The winner will be contacted in early March.
Have a “Titanic” Experience for a Worthy Cause on March 1
The Davis Square Theatre
Special performance of new Irish play Jimmy Titanic
to benefit Melrose Education Foundation
MELROSE (February 3, 2014) – Calling all theatre, history, and Irish culture buffs: Come experience the story of the Titanic like you never have before!
Tir Na Theatre’s Jimmy Titanic, an Irish take on the building – and sinking of – “the wonder ship” is staging a special performance at The Davis Square Theatre in Somerville on Saturday, March 1 to benefit the Melrose Education Foundation. Tickets for the play are $20, and all proceeds will benefit the Foundation’s grants program for Melrose educators.

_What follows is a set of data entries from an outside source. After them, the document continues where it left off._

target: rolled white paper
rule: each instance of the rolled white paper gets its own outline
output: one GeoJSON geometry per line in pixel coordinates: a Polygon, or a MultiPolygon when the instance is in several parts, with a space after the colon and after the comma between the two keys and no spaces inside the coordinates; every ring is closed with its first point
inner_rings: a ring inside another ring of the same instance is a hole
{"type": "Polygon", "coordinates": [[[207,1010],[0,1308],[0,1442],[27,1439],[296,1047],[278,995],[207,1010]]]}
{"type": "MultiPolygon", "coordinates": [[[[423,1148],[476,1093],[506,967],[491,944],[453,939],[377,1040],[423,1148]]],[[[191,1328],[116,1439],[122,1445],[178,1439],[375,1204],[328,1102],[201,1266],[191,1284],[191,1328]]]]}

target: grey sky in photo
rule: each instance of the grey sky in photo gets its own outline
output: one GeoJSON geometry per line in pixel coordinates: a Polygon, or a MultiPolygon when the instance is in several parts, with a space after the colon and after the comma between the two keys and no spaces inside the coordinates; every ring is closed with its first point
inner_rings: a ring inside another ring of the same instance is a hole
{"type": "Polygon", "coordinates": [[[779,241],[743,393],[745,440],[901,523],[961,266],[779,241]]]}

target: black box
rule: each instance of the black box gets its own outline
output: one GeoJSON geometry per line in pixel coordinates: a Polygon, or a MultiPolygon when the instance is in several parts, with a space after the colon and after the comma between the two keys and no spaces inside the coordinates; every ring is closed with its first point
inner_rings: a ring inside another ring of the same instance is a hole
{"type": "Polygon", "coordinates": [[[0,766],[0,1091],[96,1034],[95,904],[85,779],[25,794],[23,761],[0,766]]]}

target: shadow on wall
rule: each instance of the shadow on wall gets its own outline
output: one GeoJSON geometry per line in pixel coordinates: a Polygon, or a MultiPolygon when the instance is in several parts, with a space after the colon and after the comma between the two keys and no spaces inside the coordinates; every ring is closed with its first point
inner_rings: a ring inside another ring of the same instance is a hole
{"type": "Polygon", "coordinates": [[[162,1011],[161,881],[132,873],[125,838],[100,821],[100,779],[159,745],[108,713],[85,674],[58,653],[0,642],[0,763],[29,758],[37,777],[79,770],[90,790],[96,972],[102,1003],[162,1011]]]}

Jimmy Titanic is a unique and, at times, hilarious take on the story of the greatest ship ever built, peppered with historical facts you haven’t heard. Having gone down with the ship he helped to build in a Belfast shipyard, the play’s Jimmy Boylan has rock star status in heaven and a direct line to an unlikely God. The play is performed as a fast-paced, one-man show with actor Colin Hamell playing more than twenty different roles, including a chain-smoking God; a swindling Archangel Gabrielle; wealthy first-class passengers and the immigrants traveling below them in steerage; and the Belfast mayor desperate to protect the reputation of Belfast workmanship and the local economy.
Set between Heaven and the ship, Jimmy Titanic follows the story of Jimmy and a mix of other characters who Hamell brings to life masterfully, switching “effortlessly from comedy to drama,” says Boston Edge.
“I’m happy to support the Melrose Education Foundation and its mission of supporting educators, including arts educators,” said Colin Hamell, artistic director of Tir Na Theatre and star of the show. Hamell’s wife is a public school teacher and he has family in the Melrose public school district.
“We’re thrilled by the generosity of Tir Na Theatre for donating proceeds of the March 1 performance to our Foundation,” said Foundation Board Member Elizabeth Christopher, who saw the play last year during its inaugural run. “I was completely absorbed not only by the powerful performance but by the historical details about everything from the people who built and travelled on the ship to the publicity about its sinking,” she said.
Produced by Boston’s Tir Na Theatre company, Jimmy Titanic premiered in 2012 in New York and has run in Boston, Philadelphia, and Belfast. It is set to run in Dublin and New York this spring.